It all boils down to who has the authority to do what.

Does the Oklahoma Corporation Commission, the group that regulates the oil and gas industry, have the power to make a company reduce volumes or even shut down wells?

Marjo, an oil company out of Tulsa, said  no.

The company filed an application challenging the authority of the OCC to force a reduction in volume at its Payne County location - an action one lawmaker said is not surprising.

“Not even a little bit. This is one of those things identified as a problem about six months ago," said Rep. Cory Williams (D) Stillwater. "We've been discussing it. It's been an internal debate at the corporation, as to whether or not they are actually acting under clear authority."

Williams said, because of increased seismic activity, the legislature needs to enable OCC to truly regulate oil and gas.

“For years, the OCC regulatory authority with regard to oil and gas has been primarily pollution based. The protection of natural resources,” he said.

But, those are the exact provisions Kim Hatfield with the Oklahoma Independent Petroleum Association said the commission can stand behind.

“I think the commission has all the authority they need to enact the actions they have requested,” Hatfield said.

He said the commission has done a good job working with oil companies and Marjo's decision to challenge the commission is unfortunate.

“So far, everyone else has been able to work within the guidelines," Hatfield said. "We don't feel it's in the best interest to start out with a confrontation."

In response to an increase in earthquakes, the OCC has asked companies to make changes.

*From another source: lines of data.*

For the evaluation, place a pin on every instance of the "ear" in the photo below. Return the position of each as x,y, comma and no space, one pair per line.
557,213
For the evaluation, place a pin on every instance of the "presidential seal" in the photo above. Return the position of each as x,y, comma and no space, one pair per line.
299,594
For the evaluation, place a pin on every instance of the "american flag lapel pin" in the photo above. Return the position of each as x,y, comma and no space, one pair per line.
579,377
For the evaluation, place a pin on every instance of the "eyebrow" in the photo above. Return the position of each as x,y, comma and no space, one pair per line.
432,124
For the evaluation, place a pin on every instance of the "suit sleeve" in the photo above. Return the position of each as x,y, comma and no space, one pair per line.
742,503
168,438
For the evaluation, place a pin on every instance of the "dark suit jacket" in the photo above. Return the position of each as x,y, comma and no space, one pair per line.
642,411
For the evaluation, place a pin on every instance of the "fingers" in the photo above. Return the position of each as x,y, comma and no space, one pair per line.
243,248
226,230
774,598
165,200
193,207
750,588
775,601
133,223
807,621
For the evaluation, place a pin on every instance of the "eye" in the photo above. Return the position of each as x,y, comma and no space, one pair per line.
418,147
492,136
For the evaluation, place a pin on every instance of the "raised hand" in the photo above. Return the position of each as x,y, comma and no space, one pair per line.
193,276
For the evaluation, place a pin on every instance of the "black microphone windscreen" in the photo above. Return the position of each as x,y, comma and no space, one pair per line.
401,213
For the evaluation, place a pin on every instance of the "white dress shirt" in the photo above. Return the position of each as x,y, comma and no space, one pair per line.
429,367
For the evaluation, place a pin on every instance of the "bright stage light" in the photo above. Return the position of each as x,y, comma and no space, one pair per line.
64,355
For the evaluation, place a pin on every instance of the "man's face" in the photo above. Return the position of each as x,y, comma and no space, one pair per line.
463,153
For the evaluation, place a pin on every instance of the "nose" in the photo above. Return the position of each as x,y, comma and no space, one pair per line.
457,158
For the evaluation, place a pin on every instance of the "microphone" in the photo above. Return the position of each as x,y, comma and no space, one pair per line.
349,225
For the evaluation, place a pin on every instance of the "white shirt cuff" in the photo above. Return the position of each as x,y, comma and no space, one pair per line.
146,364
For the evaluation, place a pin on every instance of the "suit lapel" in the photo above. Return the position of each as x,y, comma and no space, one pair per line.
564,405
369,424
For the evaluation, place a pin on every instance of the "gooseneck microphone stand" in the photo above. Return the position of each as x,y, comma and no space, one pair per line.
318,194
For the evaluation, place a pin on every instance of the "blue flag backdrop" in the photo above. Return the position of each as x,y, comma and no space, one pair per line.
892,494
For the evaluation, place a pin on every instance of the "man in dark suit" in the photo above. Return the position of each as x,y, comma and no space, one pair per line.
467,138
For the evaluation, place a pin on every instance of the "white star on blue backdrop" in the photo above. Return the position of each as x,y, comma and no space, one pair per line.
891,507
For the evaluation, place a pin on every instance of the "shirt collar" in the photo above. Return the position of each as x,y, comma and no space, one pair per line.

Most have done so voluntarily.

Williams said the OCC shouldn't have to rely on voluntary compliance.

“It should have a stick," Williams said. "It should be able to force a company to do the thing that it wants it to do or cease to exist in the state of Oklahoma."

An issue he hopes the legislator will take a look at next session.

As far as Marjo's complaint: a hearing was held today.

As a result of the hearing, the company will meet with oil and gas staff to talk about specific issues at their site.

If they can’t reach an agreement, this issue could end up in court.